Bei dem Sammlerehepaar August und Szerena Lederer, welche das Fries ab 1915 besaßen, habe es sich um passionierte
Förderer der Wiener Moderne gehandelt, schilderte Lillie. Sie trugen mit ihren Käufen wesentlich dazu
bei, dass Gustav Klimt, der keine öffentlichen Aufträge erhielt, seine finanzielle Unabhängigkeit
sichern konnte. 1938 wurden das Ehepaar Lederer enteignet und war der Verfolgung durch die Nationalsozialisten
ausgesetzt. Zwar wurde nach dem Zweiten Weltkrieg das Werk an den rechtmäßigen Erben Erich Lederer zurückgegeben,
doch ohne Ausfuhrgenehmigung. Nach langen Bemühungen verkaufte Lederer den Fries 1972 schlussendlich um 15
Millionen Schilling an den österreichischen Staat, was ein sehr geringer Preis für ein Kunstwerk von
derart eminenter kunsthistorischer Bedeutung gewesen sei, merkte Lillie an.
Das Kunstrückgabegesetz habe unterdessen mit der lange geübten, jedoch sehr fragwürdigen Praxis
der Republik, einer Aufhebung des Ausfuhrverbots nur zuzustimmen, wenn im Gegenzug Schenkungen an den österreichischen
Staat erfolgten, Schluss gemacht. Im Falle des Beethovenfrieses habe nachweislich eine derartige "faktische
Erpressung" stattgefunden, trotzdem sei das Bild bis heute nicht an die Erben nach Erich Lederer zurückgegangen.
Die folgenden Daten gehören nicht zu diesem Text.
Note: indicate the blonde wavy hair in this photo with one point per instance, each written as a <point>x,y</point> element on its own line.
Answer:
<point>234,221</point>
Für Lillie zeigen sich an dem Fall nach wie vor bestehende Unzulänglichkeiten der staatlichen Restitutionspraxis.
Die Republik sei nach wie vor sowohl Richter als auch Partei, die Geschädigten hätten hingegen keine
Parteienstellung. Damit würden Restitutionen wenig transparent abgewickelt und die Entscheidungsfindung entspreche
keinem rechtsstaatlichen Verfahren, so die Auffassung von Lillie. Sie hoffe, eine Debatte um die ungelösten
Fragen der Restitution anstoßen zu können. Das Anbringen von Erklärungstafeln zu Kunstwerken sei
zweifellos eine wichtige Forderung. Dabei sei aber darauf zu achten, dass die Geschehnisse klar benannt werden
und kein Ausweichen in Euphemismen erfolgt.
Sophie Lillie ist Kunst- und Zeithistorikerin in Wien und hat bereits zahlreiche Publikationen zu den Themen privates
Sammeln in Wien vor 1938, Kunstraub und Kunstrestitution veröffentlicht. Ihr Buch "Feindliche Gewalten.
Das Ringen um Gustav Klimts Beethovenfries" ist 2017 im Czernin Verlag erschienen.